Le sociologue politologue Ibou Sané, n’a pas hésité à pointer du doigt la société sénégalaise, dans son analyse. De son avis, chez nous, on a «une société arc-boutée sur l’argent, qui ne réfléchit et ne vit que pour l’argent». «Quand vous écoutez les sénégalais du matin au soir, ils ne parlent que d’argent. Ils ne vous parlent pas de culture, ni de connaissances de technologie». Et c’est là où le bat blesse, signale-t-il.

«C’est souvent les sénégalais qui poussent les hommes politiques à détourner»

«C’est souvent les sénégalais qui poussent les hommes politiques dans une situation telle qu’ils ne peuvent plus s’en sortir. Résultat, ils sont obligés de détourner des biens publics. Parce que si vous n’entretenez pas votre clientèle politique, vous ne donnez pas à manger, à boire et à acheter les ordonnances, vous n’êtes pas dans les décès, dans les baptêmes …, elles vous laissent tomber.

Résultat, vous êtes obligés de puiser dans les caisses», renseigne Ibou Sané.

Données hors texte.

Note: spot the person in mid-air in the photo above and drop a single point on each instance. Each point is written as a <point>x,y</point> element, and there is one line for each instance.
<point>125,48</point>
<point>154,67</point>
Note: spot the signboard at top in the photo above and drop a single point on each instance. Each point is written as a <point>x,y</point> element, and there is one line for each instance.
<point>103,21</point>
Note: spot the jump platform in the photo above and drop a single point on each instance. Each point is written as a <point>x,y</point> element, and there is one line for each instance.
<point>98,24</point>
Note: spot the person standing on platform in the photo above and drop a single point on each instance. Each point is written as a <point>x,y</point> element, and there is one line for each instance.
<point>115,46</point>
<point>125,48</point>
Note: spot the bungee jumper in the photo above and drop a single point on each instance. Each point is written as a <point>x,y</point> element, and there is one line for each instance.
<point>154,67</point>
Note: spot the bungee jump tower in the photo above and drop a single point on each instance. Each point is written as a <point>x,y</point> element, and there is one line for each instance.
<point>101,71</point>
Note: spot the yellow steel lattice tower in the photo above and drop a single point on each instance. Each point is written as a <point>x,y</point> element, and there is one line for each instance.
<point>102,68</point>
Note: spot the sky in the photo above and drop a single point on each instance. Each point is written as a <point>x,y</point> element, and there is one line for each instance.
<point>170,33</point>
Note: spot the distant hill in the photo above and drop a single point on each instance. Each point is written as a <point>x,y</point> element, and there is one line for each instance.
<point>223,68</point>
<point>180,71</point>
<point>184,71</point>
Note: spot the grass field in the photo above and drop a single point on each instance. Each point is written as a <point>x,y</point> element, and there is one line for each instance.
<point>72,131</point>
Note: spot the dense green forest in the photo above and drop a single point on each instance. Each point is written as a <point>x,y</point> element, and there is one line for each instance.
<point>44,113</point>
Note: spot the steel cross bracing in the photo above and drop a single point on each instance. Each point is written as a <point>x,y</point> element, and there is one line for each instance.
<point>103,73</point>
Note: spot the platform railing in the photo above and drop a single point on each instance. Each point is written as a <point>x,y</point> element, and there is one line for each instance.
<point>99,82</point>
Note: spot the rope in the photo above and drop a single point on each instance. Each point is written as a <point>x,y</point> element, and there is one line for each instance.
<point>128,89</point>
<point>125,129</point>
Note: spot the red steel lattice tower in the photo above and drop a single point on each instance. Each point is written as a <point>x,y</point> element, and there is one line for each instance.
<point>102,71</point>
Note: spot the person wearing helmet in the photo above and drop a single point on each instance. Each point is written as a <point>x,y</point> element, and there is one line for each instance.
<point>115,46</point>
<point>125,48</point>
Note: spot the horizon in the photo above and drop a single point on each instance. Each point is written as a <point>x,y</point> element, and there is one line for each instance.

Et ce n’est pas pour rien que les postes les plus juteux, restent les plus convoités. «Certains fonds logés à la présidence, à la Primature à l’Assemblée nationale sont des moyens incitatifs. Les gens sont dans des positions stratégiques qui les conduisent à vouloir prendre le maximum pour s’enrichir.

Or, le propre de la politique, ce n’est pas de s’enrichir, mais de travailler pour l’intérêt général. Au Sénégal, c’est le contraire. Malheureusement, les gens font de la politique une profession. La preuve, au Sénégal, les gens vous disent si vous voulez vous faire de l’argent faites de la politique», se désole le politologue. De son avis, les corps de contrôle devront davantage jouer leurs rôles.

Aujourd’hui, ce qui est clair, c’est que les populations ont une part de responsabilité dans de nombreux cas de détournement. Et pour que l’ère de la prévarication de nos deniers publics soit tournée, l’adoption d’une nouvelle mentalité, plus citoyenne, plus éthique, semble être nécessaire, aussi bien du côté des populations, que chez les politiques. Le tout, sous-tendu par une politique de lutte contre la pauvreté.